Introduction
Recently I was involved in troubleshooting a load balanced web service. That led me to quickly write PowerShell script to Monitor a web service. The original web service was actually not the problem (well not this time and after we’s set it to recycle a lot more until someone fixes the code and bar the fact there is no health check on the load balancer!?). I “failed” as it din’t really handle a another failed web service it depended on very well so that was unclear during initial troubleshooting. That web service is not highly available bar with manually switching over to a “stand by” server a ARR, no loadbalancing. But that’s another discussion.

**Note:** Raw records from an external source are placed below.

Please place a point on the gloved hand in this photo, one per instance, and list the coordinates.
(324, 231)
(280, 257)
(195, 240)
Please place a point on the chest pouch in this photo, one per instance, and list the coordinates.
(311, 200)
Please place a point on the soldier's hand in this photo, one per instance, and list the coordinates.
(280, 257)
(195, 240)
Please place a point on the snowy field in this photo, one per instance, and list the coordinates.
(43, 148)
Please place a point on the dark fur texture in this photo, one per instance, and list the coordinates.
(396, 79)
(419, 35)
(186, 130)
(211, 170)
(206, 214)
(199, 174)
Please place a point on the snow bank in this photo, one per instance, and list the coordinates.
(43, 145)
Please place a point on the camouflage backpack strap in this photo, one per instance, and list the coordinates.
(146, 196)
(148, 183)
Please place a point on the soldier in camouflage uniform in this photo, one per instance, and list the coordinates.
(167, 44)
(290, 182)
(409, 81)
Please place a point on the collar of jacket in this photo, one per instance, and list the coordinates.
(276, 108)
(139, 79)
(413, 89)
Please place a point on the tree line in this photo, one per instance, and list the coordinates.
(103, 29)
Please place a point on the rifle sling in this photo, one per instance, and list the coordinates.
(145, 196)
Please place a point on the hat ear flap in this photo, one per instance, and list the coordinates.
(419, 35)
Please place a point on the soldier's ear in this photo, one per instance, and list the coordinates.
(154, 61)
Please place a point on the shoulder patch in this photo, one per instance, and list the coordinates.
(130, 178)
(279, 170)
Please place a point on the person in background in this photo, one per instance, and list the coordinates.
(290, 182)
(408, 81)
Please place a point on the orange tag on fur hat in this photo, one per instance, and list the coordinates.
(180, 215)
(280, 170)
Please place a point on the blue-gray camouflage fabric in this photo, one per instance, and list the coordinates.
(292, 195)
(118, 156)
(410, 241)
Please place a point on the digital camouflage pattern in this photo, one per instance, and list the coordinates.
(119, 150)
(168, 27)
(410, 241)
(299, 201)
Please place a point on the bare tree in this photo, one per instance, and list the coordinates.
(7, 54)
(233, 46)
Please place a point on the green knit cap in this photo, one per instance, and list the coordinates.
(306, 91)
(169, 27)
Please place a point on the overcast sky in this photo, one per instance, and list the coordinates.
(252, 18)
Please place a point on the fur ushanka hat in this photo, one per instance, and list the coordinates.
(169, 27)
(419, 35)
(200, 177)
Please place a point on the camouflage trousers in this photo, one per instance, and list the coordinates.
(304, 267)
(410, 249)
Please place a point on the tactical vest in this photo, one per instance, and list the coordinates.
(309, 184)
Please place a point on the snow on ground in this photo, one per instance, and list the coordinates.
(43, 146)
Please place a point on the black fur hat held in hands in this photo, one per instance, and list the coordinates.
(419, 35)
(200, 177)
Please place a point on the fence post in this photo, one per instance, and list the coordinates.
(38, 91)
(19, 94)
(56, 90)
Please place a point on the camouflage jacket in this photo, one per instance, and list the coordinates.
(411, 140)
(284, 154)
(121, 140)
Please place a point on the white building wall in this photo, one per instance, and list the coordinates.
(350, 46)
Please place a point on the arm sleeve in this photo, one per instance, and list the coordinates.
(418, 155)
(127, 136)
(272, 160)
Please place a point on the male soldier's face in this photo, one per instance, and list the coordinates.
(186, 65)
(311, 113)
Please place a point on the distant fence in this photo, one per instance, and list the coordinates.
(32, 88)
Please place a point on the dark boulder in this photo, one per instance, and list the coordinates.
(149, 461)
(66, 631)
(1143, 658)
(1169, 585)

The culprit & the state of our industry
When we found the problematic web service and saw it ran on Tomcat we tried restarting the Tomcat service but that didn’t help. Rebooting the servers on which it ran didn’t help either. Until some one sent us a document with the restart procedure for those servers. This also stated the Catalina folder need to be deleted for this to work and get the service back up an running. It also stated they often needed to do this twice. Well, OK … Based on that note we worked under their assumption nothing in that folder that is needed, as nothing was said about safe guarding any of that.
Having said that, why on earth over all those years, the developers did not find out
what is causing the issue and fixed it beats me. For year and years they’ve been doing this manually. Sometime several days a week, sometime multiple times a day. On several servers. Good luck when no one is around to so, or knows the process. The doc was from a developer. A developer in what is supposed to be a DevOps environment. No one ever made the effort to find out what makes the web service crash or automate recovery.

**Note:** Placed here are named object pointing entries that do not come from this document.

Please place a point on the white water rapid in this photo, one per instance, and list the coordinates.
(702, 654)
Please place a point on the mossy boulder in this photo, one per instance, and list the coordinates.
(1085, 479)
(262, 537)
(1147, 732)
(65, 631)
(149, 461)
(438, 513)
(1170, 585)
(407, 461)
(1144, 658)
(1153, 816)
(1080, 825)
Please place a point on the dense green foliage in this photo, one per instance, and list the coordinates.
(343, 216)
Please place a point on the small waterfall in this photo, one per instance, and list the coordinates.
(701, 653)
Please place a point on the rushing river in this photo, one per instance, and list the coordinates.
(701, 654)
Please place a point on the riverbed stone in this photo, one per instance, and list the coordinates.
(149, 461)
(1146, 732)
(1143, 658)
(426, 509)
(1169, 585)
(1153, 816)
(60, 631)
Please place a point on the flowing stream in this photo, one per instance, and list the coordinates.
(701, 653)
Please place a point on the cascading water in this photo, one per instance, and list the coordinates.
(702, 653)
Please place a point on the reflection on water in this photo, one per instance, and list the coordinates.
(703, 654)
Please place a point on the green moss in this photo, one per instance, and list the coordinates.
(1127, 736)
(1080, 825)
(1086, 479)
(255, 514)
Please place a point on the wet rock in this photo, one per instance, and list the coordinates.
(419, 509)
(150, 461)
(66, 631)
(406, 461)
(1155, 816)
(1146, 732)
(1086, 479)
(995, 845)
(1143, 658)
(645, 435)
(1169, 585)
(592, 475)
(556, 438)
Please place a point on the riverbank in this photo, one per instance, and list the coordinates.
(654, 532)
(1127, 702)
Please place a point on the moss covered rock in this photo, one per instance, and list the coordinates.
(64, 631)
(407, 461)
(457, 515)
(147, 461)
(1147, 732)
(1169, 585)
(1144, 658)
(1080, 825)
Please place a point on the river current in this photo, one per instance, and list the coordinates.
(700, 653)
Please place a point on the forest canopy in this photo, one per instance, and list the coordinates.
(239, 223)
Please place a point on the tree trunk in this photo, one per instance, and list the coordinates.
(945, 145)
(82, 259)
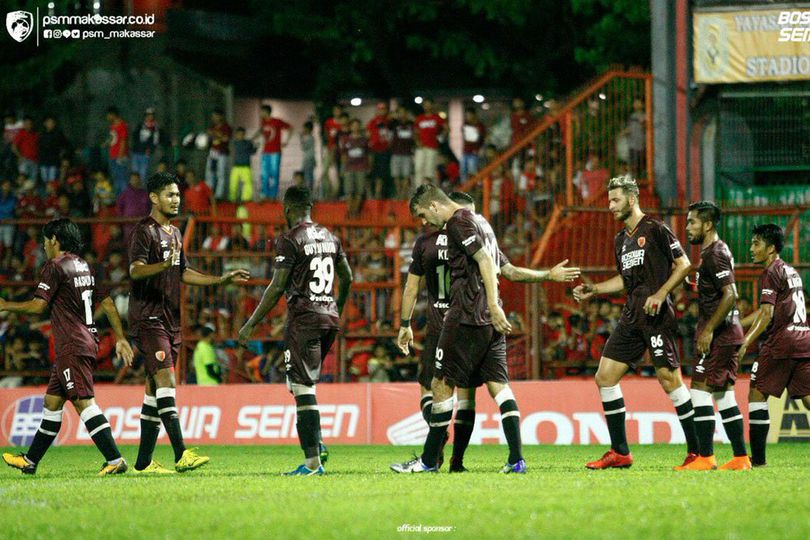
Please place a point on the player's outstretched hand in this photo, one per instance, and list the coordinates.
(741, 353)
(654, 304)
(124, 351)
(563, 273)
(499, 320)
(244, 334)
(583, 291)
(240, 275)
(705, 342)
(405, 339)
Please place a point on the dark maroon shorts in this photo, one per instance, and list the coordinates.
(159, 347)
(427, 360)
(772, 375)
(629, 341)
(304, 353)
(72, 377)
(468, 356)
(718, 368)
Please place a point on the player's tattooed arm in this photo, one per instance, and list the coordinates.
(35, 306)
(487, 268)
(270, 298)
(727, 301)
(345, 279)
(122, 348)
(409, 294)
(680, 269)
(192, 277)
(560, 273)
(584, 291)
(764, 316)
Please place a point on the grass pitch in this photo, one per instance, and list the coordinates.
(241, 495)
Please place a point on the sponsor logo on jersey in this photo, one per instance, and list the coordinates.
(632, 259)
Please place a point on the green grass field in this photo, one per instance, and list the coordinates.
(241, 495)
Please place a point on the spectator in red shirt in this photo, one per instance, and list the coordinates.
(474, 133)
(216, 167)
(379, 135)
(52, 146)
(520, 120)
(118, 150)
(26, 146)
(331, 158)
(429, 127)
(198, 197)
(272, 133)
(355, 166)
(594, 178)
(402, 142)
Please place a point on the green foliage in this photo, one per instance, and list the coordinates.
(241, 495)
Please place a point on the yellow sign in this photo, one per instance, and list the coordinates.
(790, 420)
(752, 46)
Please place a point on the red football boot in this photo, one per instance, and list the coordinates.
(611, 460)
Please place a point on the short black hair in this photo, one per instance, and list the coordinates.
(297, 197)
(459, 197)
(707, 211)
(66, 233)
(772, 234)
(426, 194)
(158, 181)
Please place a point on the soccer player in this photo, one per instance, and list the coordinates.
(157, 268)
(718, 337)
(471, 348)
(784, 357)
(307, 257)
(429, 264)
(68, 288)
(651, 263)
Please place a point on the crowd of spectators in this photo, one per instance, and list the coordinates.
(44, 175)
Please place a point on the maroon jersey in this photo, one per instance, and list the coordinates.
(466, 234)
(788, 335)
(715, 272)
(430, 260)
(69, 287)
(644, 259)
(155, 301)
(311, 252)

PowerShell Script to Monitor a web service
I think it’s safe to say I won’t get them to any form of site resilience engineering soon. But I did leave them with a script they can schedule to automate their manual actions. This does mean that an “ordinary” restart of the server does not fix any issues with the web service. So, ideally this script is also run at server startup!
The script has basic error handling and logging but it’s a quick fix for a manual process so it’s not a spic & span script. but it’s enough to do the job for now and hopefully inspire them to do better. It is 2018 after all and even Site Resilience Engineering needs a new incarnation in this fashion driven industry.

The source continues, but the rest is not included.